Yeah, I think one other theme that comes up from this question is "how do we know when we're ready to confirm something outside of the zone of direct replications?" And it gets to a theme, I think it's gonna be coming up in the next question, about how do we know when theory and explanations and probable suggestions are sound enough that it's worth doing a very highly structured sound confirmatory study about, you know, potentially a question that hasn't been put to a thorough test before. So it's not a replication but it's, we're at the point where testing a hypothesis in a very sound, confirmatory ways is worthwhile. So that leads us to the next question. "Talking about a lot of the discussion that's been going on, on social media and in published literature about the need for preregistration. And similarly for registered reports for a large portion of the research that's being conducted. It seems to me that there's truly not that much confirmatory research that deserves to be pre registered. However, we can continue to try to upsell the importance of every finding as if it were earth shattering."

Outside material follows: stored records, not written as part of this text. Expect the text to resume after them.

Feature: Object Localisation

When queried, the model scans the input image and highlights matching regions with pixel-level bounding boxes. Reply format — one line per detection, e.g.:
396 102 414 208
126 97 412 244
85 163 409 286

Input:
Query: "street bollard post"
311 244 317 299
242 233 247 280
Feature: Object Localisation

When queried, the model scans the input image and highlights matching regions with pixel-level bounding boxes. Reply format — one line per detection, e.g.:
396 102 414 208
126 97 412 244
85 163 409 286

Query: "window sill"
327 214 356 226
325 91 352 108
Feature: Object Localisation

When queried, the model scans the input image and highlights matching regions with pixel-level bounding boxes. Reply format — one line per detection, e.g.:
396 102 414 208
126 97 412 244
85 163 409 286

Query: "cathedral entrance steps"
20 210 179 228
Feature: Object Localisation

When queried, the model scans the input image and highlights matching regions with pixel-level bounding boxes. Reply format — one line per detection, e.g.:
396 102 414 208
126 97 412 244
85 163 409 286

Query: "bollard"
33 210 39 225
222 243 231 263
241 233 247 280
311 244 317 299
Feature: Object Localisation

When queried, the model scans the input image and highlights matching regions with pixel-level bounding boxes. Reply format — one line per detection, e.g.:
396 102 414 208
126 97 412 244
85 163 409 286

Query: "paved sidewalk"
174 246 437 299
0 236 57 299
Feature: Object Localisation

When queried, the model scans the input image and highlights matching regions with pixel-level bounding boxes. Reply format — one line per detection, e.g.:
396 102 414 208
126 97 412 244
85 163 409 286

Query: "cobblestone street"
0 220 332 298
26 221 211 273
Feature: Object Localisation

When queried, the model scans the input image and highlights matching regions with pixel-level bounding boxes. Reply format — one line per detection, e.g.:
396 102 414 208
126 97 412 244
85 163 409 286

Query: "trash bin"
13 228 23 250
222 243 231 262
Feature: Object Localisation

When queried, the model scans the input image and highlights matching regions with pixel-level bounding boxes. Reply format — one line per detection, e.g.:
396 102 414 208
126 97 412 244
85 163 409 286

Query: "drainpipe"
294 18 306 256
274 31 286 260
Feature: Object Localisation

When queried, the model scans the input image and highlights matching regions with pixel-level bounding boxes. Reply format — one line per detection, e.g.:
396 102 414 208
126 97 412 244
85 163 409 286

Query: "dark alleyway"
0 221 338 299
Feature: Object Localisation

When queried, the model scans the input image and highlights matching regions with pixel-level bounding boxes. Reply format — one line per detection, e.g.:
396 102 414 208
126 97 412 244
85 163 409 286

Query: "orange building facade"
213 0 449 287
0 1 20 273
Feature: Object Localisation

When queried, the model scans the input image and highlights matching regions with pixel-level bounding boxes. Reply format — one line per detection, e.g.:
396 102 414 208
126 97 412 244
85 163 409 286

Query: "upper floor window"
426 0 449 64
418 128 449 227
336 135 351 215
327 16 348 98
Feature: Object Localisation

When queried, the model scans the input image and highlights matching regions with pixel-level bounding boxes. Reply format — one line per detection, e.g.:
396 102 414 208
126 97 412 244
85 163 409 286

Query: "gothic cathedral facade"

Chris, what do you think is the correct balance here?
So this is an interesting question, I think, because I think underlying This is perhaps that this idea that in some areas, maybe in psychology, especially, theories are not mature enough to really support a program of truly conformance confirmatory testing. And we are perhaps beginning to learn this from the high rate of negative results that are coming through from registered reports in psychology. So we're no longer fooling ourselves into seeing what we want to see in the data. The data is simply giving us the answer. And we're finding out that that answer is no. And I think perhaps one of the lessons that could be learned from that-- it's not the only one -- but maybe one of the lessons that could be learned is that in some fields, confirmatory research is premature and we need more observation, we need more exploration. We need more just charting the landscape before we begin formulating theories that in turn, generate specific predictions that can then be subjected to rigorous confirmatory verification or otherwise.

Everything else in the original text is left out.